CHAPTER III
Deaf
Next morning she found on waking that she had slept. This strange fact amazed her; it was so long since she had slept! A bright beam from the rising sun came in at her window and shone in her face. With the sun, she saw at the same window an object that alarmed her,—the unhappy face of Quasimodo. Involuntarily she reclosed her eyes, but in vain; she still seemed to see through her rosy lids that one-eyed, gap-toothed, gnome-like face. Then, still keeping her eyes shut, she heard a rough voice say very kindly,—
“Don’t be frightened. I am your friend. I came to see if you were asleep. It does you no harm, does it, if I look at you when you are asleep? What does it matter to you if I am here when your eyes are shut? Now I will go. There, I have hidden myself behind the wall. You can open your eyes again.”
The tone in which they were uttered was even more plaintive than the words themselves. The gipsy girl, touched by it, opened her eyes. He was no longer at the window. She went to it, and saw the poor hunchback crouched in a corner of the wall, in a painful and submissive posture. She made an effort to overcome the aversion with which he inspired her. “Come here,” said she, gently. From the motion of her lips, Quasimodo thought she was ordering him away; he therefore rose and retired, limping slowly, with hanging head, not daring to raise his despairing eye to the young girl’s face. “Do come!” she cried. But he still withdrew. Then she ran out of her cell, hurried after him, and took his arm. When he felt her touch, Quasimodo trembled in every limb. He raised his beseeching eye, and finding that she drew him towards her, his whole face beamed with tenderness and delight. She tried to make him enter her cell; but he persisted in remaining on the threshold. “No, no,” said he; “the owl must not enter the lark’s nest.”
Then she threw herself gracefully upon her bed, with the sleeping goat at her feet. For some moments both were motionless, silently contemplating, he so much grace, she so much ugliness.
Every moment she discovered some additional deformity in Quasimodo. Her gaze roved from his knock knees to his humped back, from his humped back to his single eye. She could not understand why a being so imperfectly planned should continue to exist. But withal there was so much melancholy and so much gentleness about him that she began to be reconciled to it.
He was the first to break the silence: “Did you tell me to come back?”
She nodded her head, as she said, “Yes.”
He understood her nod. “Alas!” said he, as if loath to go on, “I am—I am deaf.”
“Poor fellow!” cried the gipsy, with a look of kindly pity.
He smiled sadly.
“You think that I only lacked that, don’t you? Yes, I am deaf. That’s the way I was made. It is horrible, isn’t it? And you,—you are so beautiful!”

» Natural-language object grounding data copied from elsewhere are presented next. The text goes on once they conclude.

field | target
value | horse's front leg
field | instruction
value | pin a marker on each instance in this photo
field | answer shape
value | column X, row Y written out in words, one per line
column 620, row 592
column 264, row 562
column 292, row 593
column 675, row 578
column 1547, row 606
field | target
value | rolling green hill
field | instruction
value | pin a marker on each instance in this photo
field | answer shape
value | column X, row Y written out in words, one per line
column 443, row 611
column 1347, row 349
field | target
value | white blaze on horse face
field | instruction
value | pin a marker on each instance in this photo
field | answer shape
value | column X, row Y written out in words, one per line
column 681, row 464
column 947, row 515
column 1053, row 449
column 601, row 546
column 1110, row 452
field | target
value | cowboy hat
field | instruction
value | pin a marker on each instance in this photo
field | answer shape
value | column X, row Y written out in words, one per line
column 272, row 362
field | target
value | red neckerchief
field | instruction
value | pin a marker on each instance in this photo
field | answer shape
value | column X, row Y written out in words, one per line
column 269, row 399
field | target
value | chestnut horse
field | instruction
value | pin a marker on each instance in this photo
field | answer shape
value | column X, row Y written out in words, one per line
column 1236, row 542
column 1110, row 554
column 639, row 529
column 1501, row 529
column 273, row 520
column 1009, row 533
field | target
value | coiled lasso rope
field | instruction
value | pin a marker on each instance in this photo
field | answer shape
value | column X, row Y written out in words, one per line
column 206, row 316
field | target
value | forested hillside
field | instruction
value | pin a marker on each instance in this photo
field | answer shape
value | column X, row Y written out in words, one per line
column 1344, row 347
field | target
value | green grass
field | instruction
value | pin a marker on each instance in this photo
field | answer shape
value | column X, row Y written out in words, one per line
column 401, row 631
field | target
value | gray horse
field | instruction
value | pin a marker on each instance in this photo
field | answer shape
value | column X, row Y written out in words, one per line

There was so profound a sense of his misery in the poor wretch’s tone, that she had not the strength to say a word. Besides, he would not have heard her. He added:—
“I never realized my ugliness till now. When I compare myself with you, I pity myself indeed, poor unhappy monster that I am! I must seem to you like some awful beast, eh? You,—you are a sunbeam, a drop of dew, a bird’s song! As for me, I am something frightful, neither man nor beast,—a nondescript object, more hard, shapeless, and more trodden under foot than a pebble!”
Then he began to laugh, and that laugh was the most heartrending thing on earth. He continued:—
“Yes, I am deaf; but you can speak to me by gestures, by signs. I have a master who talks with me in that way. And then I shall soon know your wishes from the motion of your lips, and your expression.”
“Well,” she replied, smiling, “tell me why you saved me.”
He watched her attentively as she spoke.
“I understand,” he answered. “You ask me why I saved you. You have forgotten a villain who tried to carry you off one night,—a villain to whom the very next day you brought relief upon their infamous pillory. A drop of water and a little pity are more than my whole life can ever repay. You have forgotten that villain; but he remembers.”
She listened with deep emotion. A tear sparkled in the bell-ringer’s eye, but it did not fall. He seemed to make it a point of honor to repress it.
“Listen,” he resumed, when he no longer feared lest that tear should flow; “we have very tall towers here; a man who fell from them would be dead long before he touched the pavement; whenever it would please you to have me fall, you need not even say a single word; one glance will be enough.”
Then he rose. This peculiar being, unhappy though the gipsy was, yet roused a feeling of compassion in her heart. She signed him to stay.
“No, no,” said he, “I must not stay too long. I am not at my ease. It is out of pity that you do not turn away your eyes. I will go where I can see you without your seeing me. That will be better.”
He drew from his pocket a small metal whistle.
“There,” said he, “when you need me, when you wish me to come to you, when I do not horrify you too much, whistle with this. I hear that sound.”
He laid the whistle on the ground, and fled.